A commencer par Tim Geithner, secrétaire au Trésor, mais véritable taupe de Wall Street. Il se replie sur ses fidèles : David Axelrod, Robert Gibbs, Rahm Emanuel et Valerie Jarrett. Après l’heure de la main tendue, voici l’heure des claques. Et il commence par les banques. Fait appel au vieux Paul Volcker, ancien président de la banque centrale américaine, et décide de laver l’affront des bonus obscènes de l’année 2009 avec un mot d’ordre : “les banques vont payer”, et elles paieront. Puis, c’est le tour de la Chine. Fini de se courber pour que le pouvoir chinois rie dans son dos. Il attaque, en deux semaines, sur tous les fronts : la liberté d’expression avec Google, Taiwan avec une belle livraison d’armes, le Tibet avec un retour en grâce aux Etats-Unis du dalaï-lama, et enfin le yuan.
En gros, tous les sujets qui fâchent.

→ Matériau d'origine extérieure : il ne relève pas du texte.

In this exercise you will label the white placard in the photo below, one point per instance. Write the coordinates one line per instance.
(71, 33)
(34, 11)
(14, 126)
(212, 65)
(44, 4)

Puis il se rappelle soudain que Bill Clinton avait gagné en 1992 avec le slogan “It’s the economy stupid !”. Mais oui, bien sûr, qu’il est stupide ! Fini de jouer les présidents du monde (laissons cela à Sarkozy), fini les grands sommets mondiaux inutiles et couteux en CO2 (il annule sa venue au Sommet européen organisé par l’Espagne), il faut qu’il s’occupe de l’économie américaine. De l’emploi américain, des petites entreprises, des impôts. On l’a élu pour être un Robin des bois moderne. Il va donc prendre aux riches pour donner aux pauvres et remettre les pieds sur terre en annulant ses voyages sur la Lune et sur Mars.
Barack Obama a réagi. Il a réagi vite. C’est traditionnellement à mi-mandat, lors des élections au Congrès, que les présidents en place se remettent en question, mais l’élection du Massachusetts lui a fait gagner un an. Je dois vous avouer que je n’aimais pas Barack Obama 1. Probablement parce qu’en bon contrarian, je déteste l’hystérie collective. Mais ce nouveau Barack qui a abandonné les habits de Jimmy Carter pour endosser le costume d’un Reagan démocrate commence à me plaire. Les grands investisseurs et les fonds spéculatifs planchent depuis quelques jours sur l’impact de la métamorphose de Barack Obama avec une certitude : cet impact sera crucial sur le marché des changes, le marché des taux, le marché des actions. On savait que 2010 ne ressemblerait en rien à 2009. On va en avoir la preuve. Après le “Yes I can”, le doute est apparu avec “Maybe he can’t”. Voici venue l’heure de “Maybe he can”.